Reporting on the General Election faded into the background over the Bank Holiday weekend as news that a woman had given birth to a baby dominated newspaper and TV headlines across the UK.

The child, a girl, was born into a family that has lived off public money for generations. Although the girl’s father claims that he has a job as a helicopter pilot, it is clear that this will not support his lavish lifestyle. The family sustains two large homes: a three bedroomed home in London and a ten-bedroomed holiday home in the country. The London home is slightly larger than their needs: according to official standards, their toddler and newborn baby can share a bedroom for the next eight years. Nonetheless the family enjoys an extra boost from the fact that they are exempt from paying the bedroom tax. [Adverts]

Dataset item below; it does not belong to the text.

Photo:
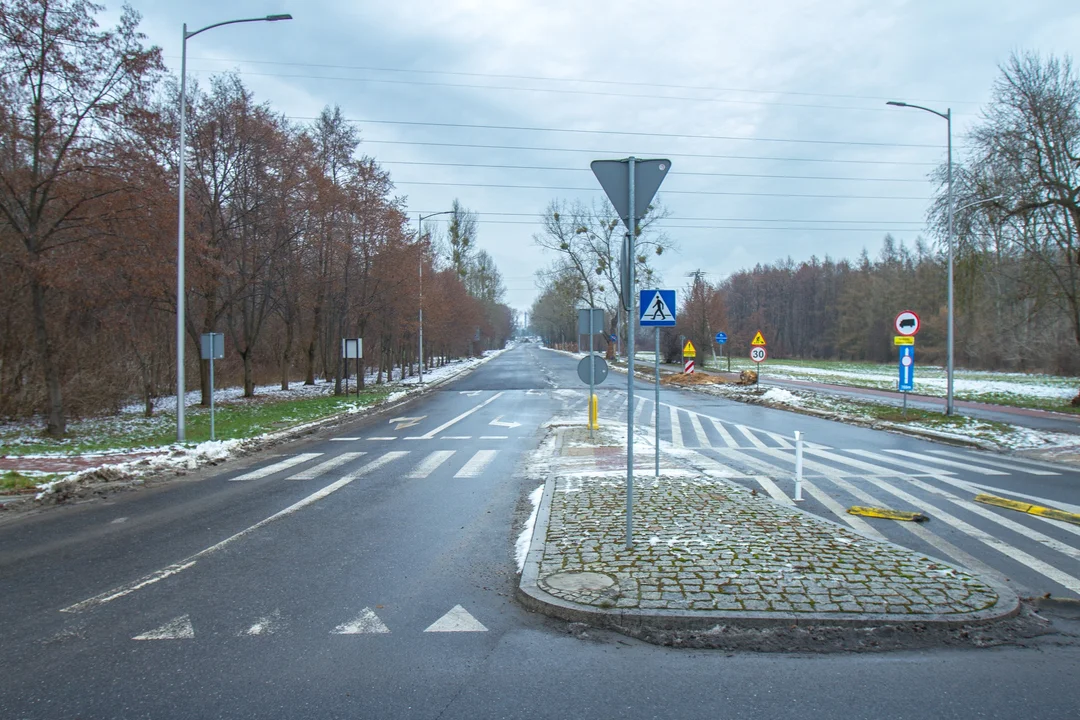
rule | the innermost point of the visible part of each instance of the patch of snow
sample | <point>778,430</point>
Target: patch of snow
<point>524,540</point>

The family’s country home is an extra perk, way above their statutory needs. It is understood that some vague explanation has been given for the extra bedrooms on the basis that the new baby’s grandparents want to come and stay to help with the new baby. Apparently they are able to take unlimited paid time off work to assist the new mother, who would otherwise be on her own with the two children once her husband goes back to work after his six weeks’ leave which coincided with the birth.

While many new parents look at their children and worry about how they are going to get them through school and what qualifications they will get (and what kind of job this may led to), this baby’s parents know from the outset that their daughter will have secure employment – that is to say, a secure income. This is because she is part of the British Government, which has two wings – an elected wing, and a hereditary wing. Asked whether having a hereditary element in the structures of government was appropriate for a western state in the third millennium, a spokesperson is believed to have pointed out that elections can always go wrong, and at least a hereditary system of government does away with the need for elections to be held at all.